Hello, again, and Happy New Year. From my lack of posts, it appears that Thanksgiving really took its toll on me. I took some time off to handle non-blog business, and as all bloggers hope, I thought I’d be able to eke out time to write a post or two. Unfortunately, that didn’t happen. But I’m back now, so thanks for sticking with me, and I hope you all enjoyed a lovely holiday season.
We rang in 2014 with a cozy dinner – and my husband and I cooked together. Not something we do often (he likes to stay out of the way, but is the first in line for tasting!).

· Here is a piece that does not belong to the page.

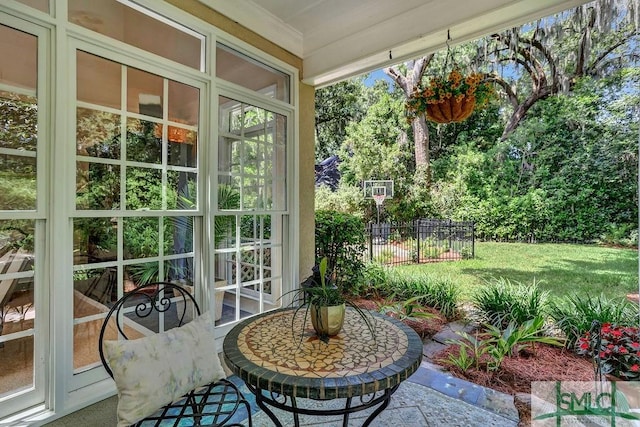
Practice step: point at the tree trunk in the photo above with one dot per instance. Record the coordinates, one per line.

However, over the years he’s learned some skills, and was a very good sous chef last night. Here’s what he did to make this dinner come together: he prepped and made the mustard-shallot vinaigrette for the string beans, peeled the shrimp for the appetizer, minced the garlic and zested and juiced a lemon for the herb crust on the rack of lamb. But his biggest job of all? Stirring the mushroom risotto. Of course, ever the lawyer, he asked questions. “Do you really have to stand here just stirring?” “Can you stir too much? I’d hate to over-stir this.” And there were others I’ll leave out of this post. Despite the mild line of questioning, he stirred and added stock, and stirred some more, until the risotto was done. As you’ll see, it was cooked just right! (Thanks, honey.)
I’d planned to poach Bosc pears in red wine and top them with a cinnamon cream, but we were so stuffed that we decided to hold off.
Here’s a sampling of our lovely dinner, minus the pears, of course.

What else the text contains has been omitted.